Abstract
Electric Submersible Pump (ESP) is very popular artificial lift method to produce at high production rate. However, ESP power consumption is costly and mandate proper optimization to operate at the optimal condition. ESP energy optimization directly improve operational efficiency and reduces lifting cost and greenhouse gas emission.
The ESP power optimization is challenging exercise and requires involvement from multiple organizations. The process has to go through excess of possible combinations of surface choke valve positions and pump speed until reaching an optimized setting. Optimization of ESP operations helps operators to meet production target while maximizing the efficiency of the pump operation. However, it cannot be achieved easily, especially where time and resources are scarce. An innovative approach capitalizing the digital-twin model and artificial intelligence technologies to optimize the ESP performance and adhering to the environmental challenges of reducing CO2 emission has been introduced to expedite the optimization process.

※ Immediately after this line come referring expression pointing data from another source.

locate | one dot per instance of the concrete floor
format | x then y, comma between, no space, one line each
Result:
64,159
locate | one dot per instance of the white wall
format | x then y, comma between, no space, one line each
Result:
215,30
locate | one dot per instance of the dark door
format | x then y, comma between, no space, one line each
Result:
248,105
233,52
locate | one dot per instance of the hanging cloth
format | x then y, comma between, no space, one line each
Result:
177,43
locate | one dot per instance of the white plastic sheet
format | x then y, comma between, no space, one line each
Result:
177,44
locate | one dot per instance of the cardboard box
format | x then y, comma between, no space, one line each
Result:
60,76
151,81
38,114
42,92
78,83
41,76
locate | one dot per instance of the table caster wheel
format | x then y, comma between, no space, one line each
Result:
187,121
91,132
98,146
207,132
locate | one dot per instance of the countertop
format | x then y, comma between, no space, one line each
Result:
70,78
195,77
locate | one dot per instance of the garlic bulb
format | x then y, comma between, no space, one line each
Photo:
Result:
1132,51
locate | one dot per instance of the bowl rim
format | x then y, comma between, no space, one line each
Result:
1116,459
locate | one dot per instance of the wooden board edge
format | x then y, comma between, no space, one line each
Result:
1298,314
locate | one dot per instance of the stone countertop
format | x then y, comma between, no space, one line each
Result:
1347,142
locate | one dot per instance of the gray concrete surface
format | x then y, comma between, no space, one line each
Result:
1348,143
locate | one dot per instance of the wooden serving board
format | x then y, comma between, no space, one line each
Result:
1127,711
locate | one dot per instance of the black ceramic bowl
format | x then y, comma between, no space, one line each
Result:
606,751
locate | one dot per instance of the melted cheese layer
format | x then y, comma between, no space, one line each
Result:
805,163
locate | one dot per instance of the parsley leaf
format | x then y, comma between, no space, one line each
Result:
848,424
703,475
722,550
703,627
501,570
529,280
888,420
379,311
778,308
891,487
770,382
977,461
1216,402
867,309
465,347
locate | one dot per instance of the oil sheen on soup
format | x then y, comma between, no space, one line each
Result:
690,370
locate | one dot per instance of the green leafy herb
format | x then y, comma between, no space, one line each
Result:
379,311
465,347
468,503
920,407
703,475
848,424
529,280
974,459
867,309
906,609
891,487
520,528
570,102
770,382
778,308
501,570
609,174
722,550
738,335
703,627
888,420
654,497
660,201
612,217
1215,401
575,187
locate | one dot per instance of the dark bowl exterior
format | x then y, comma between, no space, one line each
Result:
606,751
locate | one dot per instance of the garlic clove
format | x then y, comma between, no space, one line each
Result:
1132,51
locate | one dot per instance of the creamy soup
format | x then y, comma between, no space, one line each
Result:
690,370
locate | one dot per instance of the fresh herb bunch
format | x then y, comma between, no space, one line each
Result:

The new approach automatically utilizes ESP real time data, ESP installation data along with the well model to determine the ESP's optimal WHP and ESP frequency. The modelling will be automatically updated based on real time data and provide predictions of recommended operation frequency and optimum wellhead pressure, which is translated to choke size, to operate the ESP at BEP (Best Efficiency Point) and to maximize production rate and minimize power consumption. The optimization process has been implemented in the field resulting in a significant power consumption saving and CO2 emission reduction. Further gains are also expected from ESP performance, resulting in longer ESP run life and reduce number of workover cost.
This paper will share the ESP optimization journey using the advisory tool from obtaining the data, performing the calculations, providing the recommendations, and field implementation of these recommendations.
The best practices and lessons learnt were captured as a reference for future ESP power optimization advisory tool enhancement.